What to Expect During Immunotherapy Treatment
Undergoing immunotherapy for lung cancer typically involves intravenous (IV) infusions in an outpatient setting. The specific drug, dosage, and frequency of treatments vary depending on the type of immunotherapy and the patient’s individual treatment plan. Sessions might be scheduled every two, three, or four weeks.

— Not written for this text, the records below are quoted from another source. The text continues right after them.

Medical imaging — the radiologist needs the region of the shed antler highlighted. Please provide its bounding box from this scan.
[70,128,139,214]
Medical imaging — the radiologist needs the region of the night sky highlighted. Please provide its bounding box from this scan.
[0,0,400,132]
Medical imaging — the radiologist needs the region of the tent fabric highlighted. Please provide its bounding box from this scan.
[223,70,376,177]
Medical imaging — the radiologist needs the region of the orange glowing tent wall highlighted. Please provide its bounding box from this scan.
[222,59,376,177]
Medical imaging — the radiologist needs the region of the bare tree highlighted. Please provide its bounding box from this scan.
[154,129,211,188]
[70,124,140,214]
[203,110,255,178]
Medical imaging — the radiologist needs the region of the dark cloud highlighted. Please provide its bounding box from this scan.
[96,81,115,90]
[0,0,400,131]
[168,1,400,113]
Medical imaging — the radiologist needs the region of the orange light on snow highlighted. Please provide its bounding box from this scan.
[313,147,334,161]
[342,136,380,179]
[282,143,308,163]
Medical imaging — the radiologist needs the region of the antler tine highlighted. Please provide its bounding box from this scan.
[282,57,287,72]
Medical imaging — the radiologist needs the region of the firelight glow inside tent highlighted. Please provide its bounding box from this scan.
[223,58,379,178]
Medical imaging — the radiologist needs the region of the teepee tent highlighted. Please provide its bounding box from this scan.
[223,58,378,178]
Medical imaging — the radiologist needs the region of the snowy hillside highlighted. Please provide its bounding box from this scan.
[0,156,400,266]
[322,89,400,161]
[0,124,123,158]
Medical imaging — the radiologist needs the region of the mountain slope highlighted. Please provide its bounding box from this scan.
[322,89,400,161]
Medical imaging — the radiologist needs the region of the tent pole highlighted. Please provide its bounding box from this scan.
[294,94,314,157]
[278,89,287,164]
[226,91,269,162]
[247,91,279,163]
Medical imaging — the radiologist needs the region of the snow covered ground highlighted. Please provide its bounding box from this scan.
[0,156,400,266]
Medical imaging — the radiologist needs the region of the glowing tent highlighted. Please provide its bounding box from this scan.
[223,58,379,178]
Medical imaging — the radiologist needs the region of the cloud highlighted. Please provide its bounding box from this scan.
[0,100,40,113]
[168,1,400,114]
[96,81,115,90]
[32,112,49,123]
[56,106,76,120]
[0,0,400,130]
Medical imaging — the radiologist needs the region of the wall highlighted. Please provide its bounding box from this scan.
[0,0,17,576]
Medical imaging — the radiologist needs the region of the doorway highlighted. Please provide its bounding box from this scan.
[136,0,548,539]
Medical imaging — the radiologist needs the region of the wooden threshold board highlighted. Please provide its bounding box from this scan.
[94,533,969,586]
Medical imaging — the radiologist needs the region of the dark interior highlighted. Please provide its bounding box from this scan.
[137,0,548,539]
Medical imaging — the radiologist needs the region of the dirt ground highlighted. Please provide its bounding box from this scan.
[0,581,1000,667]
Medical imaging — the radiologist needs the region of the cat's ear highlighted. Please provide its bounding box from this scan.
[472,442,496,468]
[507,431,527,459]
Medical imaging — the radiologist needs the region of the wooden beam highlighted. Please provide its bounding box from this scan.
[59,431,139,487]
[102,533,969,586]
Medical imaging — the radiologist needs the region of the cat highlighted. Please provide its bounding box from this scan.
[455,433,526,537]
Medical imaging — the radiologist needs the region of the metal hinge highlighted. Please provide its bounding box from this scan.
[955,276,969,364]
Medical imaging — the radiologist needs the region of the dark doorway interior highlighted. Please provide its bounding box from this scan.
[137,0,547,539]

Patients often experience a range of side effects, which differ from those associated with chemotherapy because immunotherapy activates the immune system rather than directly killing cancer cells. Common side effects can include fatigue, skin rashes, itching, and flu-like symptoms. These are generally manageable and often milder than traditional chemotherapy side effects.
A unique aspect of immunotherapy is the potential for immune-related adverse events (irAEs). These occur when the activated immune system mistakenly attacks healthy organs or tissues. IrAEs can affect various parts of the body, including the lungs (pneumonitis), colon (colitis), liver (hepatitis), and endocrine glands (thyroiditis).
It is important for patients to promptly report any new or worsening symptoms to their medical team. Early identification and management of irAEs are crucial to prevent severe complications. The medical team will provide detailed instructions on monitoring and managing side effects throughout the treatment course.